Büyükçorak, şunları kaydetti:
"Romantik ilişkilerde kıskançlık, karşılıklı mahremiyetin ihlali, sürekli görünür olma zorunluluğu ve ilişki doyumunun düşüşe geçmesi gibi olgular, çiftler arasında güven kaybına ve duygusal yabancılaşmaya neden olmaktadır. Çocuk ve ebeveyn ilişkilerinde ise hem ebeveynlerin hem de çocukların ekran temelli dikkati, birlikte geçirilen zamanın kalite-derinlik ve anlamını düşürmekte, duygusal senkronizasyonu zayıflatmakta ve çocuğun gelişimsel ihtiyaçlarının göz ardı edilmesine neden olmaktadır. Psikolojik bağlanma konusunun en önemli isimlerinden (John) Bowlby'nin bağlanma kuramı perspektifinden bakıldığında, sosyal medya ortamları güvensiz bağlanma örüntülerini pekiştiren bir yapıya sahiptir. Birey kendisini duygusal olarak regüle etmek yerine ekran aracılığıyla sürekli yeni uyarıcılar aramakta, ilişkisel ihtiyaçları yüzeysel uyaranlarla ikame etmektedir. Bu da ilişkilerin hem süresini hem de derinliğini azaltmaktadır. Sosyal medyada arkadaş sayısı nicelik olarak artarken ilişkisel deneyimin niteliği aynı oranda azalmaya başlamaktadır."

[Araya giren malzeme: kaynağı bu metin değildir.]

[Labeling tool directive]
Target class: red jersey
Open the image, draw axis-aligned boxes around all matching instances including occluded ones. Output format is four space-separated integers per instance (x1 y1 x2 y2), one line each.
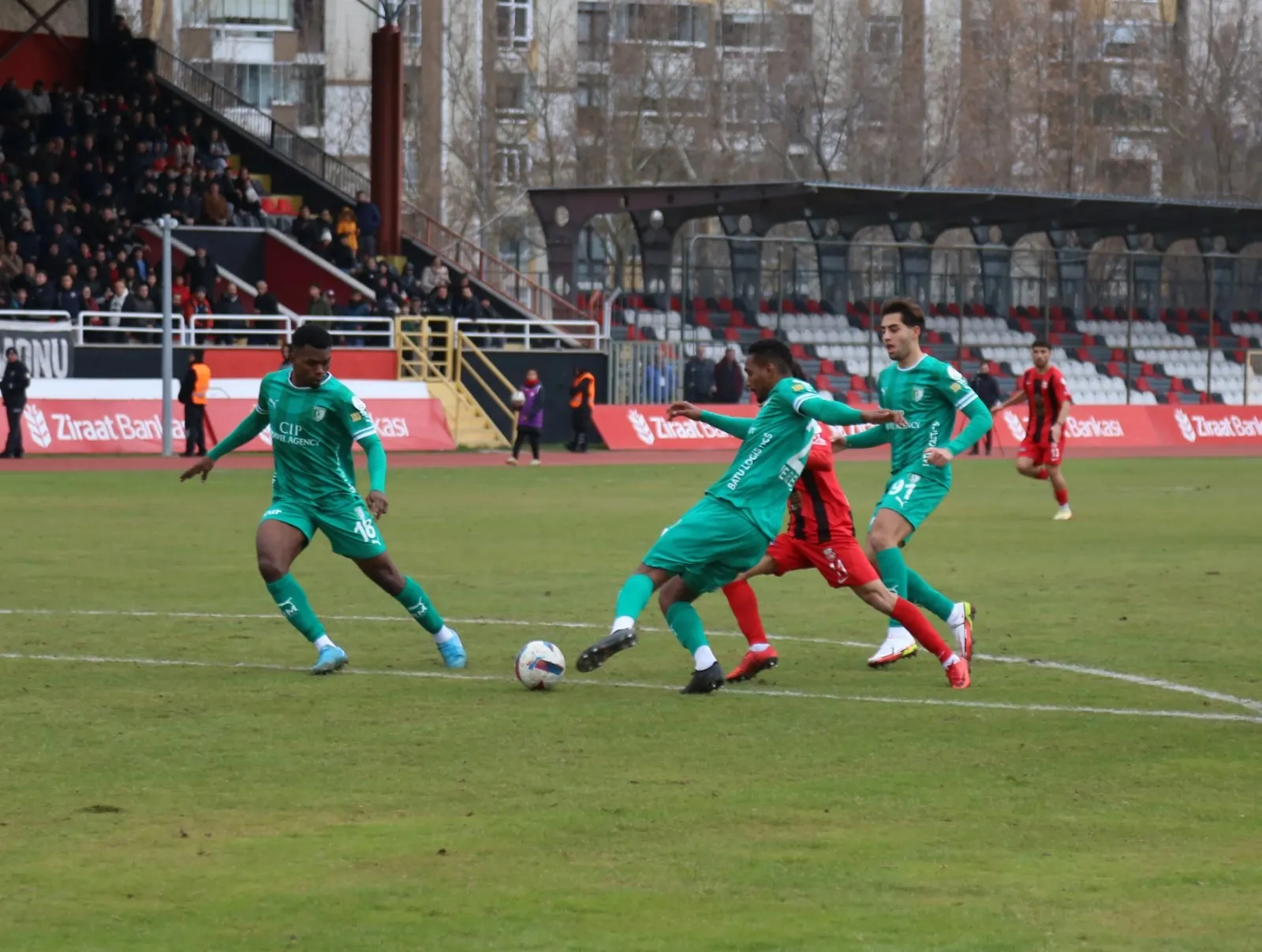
789 435 854 543
1020 365 1073 444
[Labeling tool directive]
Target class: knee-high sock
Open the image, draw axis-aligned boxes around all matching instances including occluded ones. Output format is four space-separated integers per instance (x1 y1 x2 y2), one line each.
666 601 715 670
902 567 955 622
723 582 767 648
395 576 446 635
891 599 954 662
876 548 907 628
614 573 652 624
267 574 324 641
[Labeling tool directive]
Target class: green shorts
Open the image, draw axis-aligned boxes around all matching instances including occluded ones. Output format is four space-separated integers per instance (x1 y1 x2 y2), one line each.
260 492 386 558
868 469 950 539
644 496 770 595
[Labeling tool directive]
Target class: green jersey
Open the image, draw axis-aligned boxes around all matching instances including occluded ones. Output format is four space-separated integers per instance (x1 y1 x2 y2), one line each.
705 378 819 539
877 353 976 485
254 368 377 500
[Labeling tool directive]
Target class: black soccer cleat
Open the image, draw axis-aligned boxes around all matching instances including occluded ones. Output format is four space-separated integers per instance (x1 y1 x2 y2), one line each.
578 628 636 672
679 662 727 694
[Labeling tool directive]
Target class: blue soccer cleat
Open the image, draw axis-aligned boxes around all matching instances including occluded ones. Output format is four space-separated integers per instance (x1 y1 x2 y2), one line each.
438 631 469 668
312 645 349 674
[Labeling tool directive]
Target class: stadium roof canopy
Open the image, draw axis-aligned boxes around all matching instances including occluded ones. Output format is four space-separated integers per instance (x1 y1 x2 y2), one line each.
528 182 1262 297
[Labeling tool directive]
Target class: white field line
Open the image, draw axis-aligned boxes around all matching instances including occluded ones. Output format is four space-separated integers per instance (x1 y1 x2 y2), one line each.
0 651 1262 723
0 609 1262 713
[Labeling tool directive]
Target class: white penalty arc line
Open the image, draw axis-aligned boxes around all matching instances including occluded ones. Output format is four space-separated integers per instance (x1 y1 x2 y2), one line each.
0 609 1262 713
0 651 1262 725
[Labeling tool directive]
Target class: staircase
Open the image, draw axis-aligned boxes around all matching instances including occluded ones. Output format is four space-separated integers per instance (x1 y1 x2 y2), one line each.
395 317 517 450
154 46 591 346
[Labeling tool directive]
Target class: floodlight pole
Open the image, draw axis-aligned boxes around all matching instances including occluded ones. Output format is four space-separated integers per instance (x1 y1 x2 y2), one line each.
158 215 178 456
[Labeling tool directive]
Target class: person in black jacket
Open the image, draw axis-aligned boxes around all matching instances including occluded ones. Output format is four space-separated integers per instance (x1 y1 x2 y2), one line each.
0 347 30 460
968 360 999 456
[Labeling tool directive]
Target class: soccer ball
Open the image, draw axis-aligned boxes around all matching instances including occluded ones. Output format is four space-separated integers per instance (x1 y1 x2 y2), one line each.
516 641 566 691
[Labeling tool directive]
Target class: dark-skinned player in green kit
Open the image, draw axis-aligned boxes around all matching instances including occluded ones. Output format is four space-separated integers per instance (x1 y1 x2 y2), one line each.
578 340 954 694
179 324 465 674
833 298 991 668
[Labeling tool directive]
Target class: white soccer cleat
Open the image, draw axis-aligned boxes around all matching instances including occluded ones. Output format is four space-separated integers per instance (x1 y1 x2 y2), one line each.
868 628 920 668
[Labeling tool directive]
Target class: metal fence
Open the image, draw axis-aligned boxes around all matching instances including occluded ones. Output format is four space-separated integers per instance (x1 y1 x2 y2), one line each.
610 335 1262 405
673 235 1262 330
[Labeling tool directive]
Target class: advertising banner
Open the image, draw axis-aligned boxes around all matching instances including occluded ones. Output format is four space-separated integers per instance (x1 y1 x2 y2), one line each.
0 321 74 380
21 399 456 454
593 403 1262 456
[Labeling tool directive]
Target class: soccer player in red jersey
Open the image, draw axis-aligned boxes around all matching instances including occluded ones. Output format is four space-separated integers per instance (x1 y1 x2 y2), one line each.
995 341 1074 521
723 411 970 688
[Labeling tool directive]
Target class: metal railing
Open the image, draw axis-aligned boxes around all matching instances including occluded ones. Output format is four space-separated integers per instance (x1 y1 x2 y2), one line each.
456 318 602 351
0 311 395 349
154 47 587 334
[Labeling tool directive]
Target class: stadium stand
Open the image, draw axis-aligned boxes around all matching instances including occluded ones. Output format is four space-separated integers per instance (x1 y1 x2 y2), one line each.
600 294 1262 404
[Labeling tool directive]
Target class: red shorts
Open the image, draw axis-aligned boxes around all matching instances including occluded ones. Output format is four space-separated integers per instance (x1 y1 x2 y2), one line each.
767 533 881 588
1017 439 1065 466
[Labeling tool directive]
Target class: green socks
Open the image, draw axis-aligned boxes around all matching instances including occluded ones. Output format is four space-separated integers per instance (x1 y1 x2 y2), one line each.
666 601 707 654
395 576 446 635
614 574 652 629
876 548 911 628
267 574 324 641
904 568 955 624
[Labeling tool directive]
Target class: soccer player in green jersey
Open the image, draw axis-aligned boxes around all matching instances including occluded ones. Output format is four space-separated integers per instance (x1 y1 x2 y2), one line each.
179 324 465 674
578 340 902 694
833 298 991 668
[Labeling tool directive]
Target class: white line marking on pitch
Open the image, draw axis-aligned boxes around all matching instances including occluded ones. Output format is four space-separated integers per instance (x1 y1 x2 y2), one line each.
0 651 1262 723
0 609 1262 713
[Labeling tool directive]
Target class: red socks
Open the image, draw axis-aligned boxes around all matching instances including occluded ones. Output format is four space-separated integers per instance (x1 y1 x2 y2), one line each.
723 582 767 647
893 588 953 662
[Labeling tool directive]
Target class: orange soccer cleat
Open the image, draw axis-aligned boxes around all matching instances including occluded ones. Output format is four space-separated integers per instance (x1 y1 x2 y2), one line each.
946 658 973 691
727 645 780 685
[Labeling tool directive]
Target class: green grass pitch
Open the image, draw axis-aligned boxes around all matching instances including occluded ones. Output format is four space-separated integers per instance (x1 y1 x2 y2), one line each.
0 458 1262 952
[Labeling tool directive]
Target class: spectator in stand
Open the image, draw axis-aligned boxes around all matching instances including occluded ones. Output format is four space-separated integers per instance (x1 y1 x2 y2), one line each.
968 360 1003 456
505 370 544 466
215 282 250 343
330 235 355 274
30 271 57 311
425 284 452 317
254 282 278 315
684 347 715 403
0 240 21 286
289 204 320 248
342 289 370 347
307 284 333 317
312 229 337 264
715 347 745 403
128 282 162 333
185 284 215 343
202 182 232 226
0 76 27 122
202 129 232 173
355 192 381 258
170 274 191 315
337 206 360 253
181 245 218 288
452 284 482 330
27 80 53 116
0 347 30 460
53 274 84 321
105 282 131 343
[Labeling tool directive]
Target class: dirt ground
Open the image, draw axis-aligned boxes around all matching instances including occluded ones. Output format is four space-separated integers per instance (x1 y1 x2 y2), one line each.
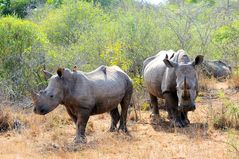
0 82 239 159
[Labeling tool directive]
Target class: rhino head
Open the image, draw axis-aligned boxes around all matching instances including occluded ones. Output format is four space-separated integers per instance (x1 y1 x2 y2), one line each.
163 55 203 111
32 68 72 115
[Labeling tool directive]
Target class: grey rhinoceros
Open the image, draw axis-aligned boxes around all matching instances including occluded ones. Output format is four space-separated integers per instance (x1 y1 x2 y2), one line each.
32 66 133 142
143 50 203 127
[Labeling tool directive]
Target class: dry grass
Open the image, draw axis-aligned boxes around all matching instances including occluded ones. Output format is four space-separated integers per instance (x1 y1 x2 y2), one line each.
0 85 238 159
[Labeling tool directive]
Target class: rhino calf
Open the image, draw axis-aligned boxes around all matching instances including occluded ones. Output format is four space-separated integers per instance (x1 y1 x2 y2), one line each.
143 50 203 127
32 66 133 142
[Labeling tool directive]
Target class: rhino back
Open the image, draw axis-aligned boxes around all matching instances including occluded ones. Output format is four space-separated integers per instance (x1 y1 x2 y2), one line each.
84 66 133 114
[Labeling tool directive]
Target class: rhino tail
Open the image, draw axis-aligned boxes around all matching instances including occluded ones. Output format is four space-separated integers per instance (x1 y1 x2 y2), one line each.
141 56 156 74
100 65 106 75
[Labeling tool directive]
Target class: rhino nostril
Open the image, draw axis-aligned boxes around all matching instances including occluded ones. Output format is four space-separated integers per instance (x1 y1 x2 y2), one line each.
40 109 45 113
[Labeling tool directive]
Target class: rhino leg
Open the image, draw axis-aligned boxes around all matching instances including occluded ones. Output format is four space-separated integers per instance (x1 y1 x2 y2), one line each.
109 107 120 132
118 93 132 133
66 107 77 124
181 112 190 125
149 94 159 116
164 93 185 127
75 110 90 143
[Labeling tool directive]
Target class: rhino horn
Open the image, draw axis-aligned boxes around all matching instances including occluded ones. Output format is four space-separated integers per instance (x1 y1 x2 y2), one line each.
183 76 188 97
31 91 39 102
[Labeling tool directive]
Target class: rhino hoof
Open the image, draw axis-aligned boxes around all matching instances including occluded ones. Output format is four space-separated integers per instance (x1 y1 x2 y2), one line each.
118 125 128 133
150 114 161 125
74 137 87 144
109 126 117 132
171 120 186 128
183 119 190 126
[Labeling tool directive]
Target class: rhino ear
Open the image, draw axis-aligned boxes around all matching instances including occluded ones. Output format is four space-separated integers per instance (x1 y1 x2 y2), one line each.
43 70 52 80
72 65 77 72
56 68 65 77
163 58 178 68
192 55 204 66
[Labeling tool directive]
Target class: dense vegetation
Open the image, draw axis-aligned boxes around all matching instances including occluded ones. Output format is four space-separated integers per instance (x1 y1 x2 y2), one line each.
0 0 239 99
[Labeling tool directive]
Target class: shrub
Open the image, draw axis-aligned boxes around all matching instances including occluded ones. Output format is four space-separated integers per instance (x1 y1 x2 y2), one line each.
214 91 239 129
0 16 47 97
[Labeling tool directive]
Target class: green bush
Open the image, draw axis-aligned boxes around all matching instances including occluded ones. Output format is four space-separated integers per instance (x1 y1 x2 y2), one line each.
0 16 47 97
0 0 33 18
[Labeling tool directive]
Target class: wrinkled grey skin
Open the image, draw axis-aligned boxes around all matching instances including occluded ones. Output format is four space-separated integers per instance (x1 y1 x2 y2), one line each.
143 50 203 127
200 60 232 81
32 66 133 142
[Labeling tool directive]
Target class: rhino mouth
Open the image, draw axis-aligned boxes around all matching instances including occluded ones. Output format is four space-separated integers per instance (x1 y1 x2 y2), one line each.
33 106 49 115
178 105 196 112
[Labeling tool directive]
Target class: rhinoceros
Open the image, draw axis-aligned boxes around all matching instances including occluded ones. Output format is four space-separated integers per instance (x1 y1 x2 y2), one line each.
143 50 203 127
32 66 133 143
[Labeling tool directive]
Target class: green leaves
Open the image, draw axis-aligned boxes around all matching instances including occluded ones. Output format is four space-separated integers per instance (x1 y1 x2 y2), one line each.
0 16 47 97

Dijital platformlarda algoritmaların bireylerin karşısına çıkardığı içeriklerle tercihleri, beğenileri ve değer yargılarını şekillendirmede giderek daha baskın hale geldiğini, insanların özgün deneyimleriyle değil, sunulan ve yönlendirilen içeriklerle karar alır hale geldiğini anlatan Büyükçorak, "Çözüm sadece bireysel sınırlandırmalarla değil, aynı zamanda kültürel, kurumsal ve politik düzlemde sağlıklı dijital yaşam politikalarının inşasıyla mümkündür. Psikolojik dayanıklılık, dijital okuryazarlık, öz farkındalık ve dijital minimalizm gibi kavramlar bu dönüşümün yapıtaşları olabilir." ifadelerini kullandı.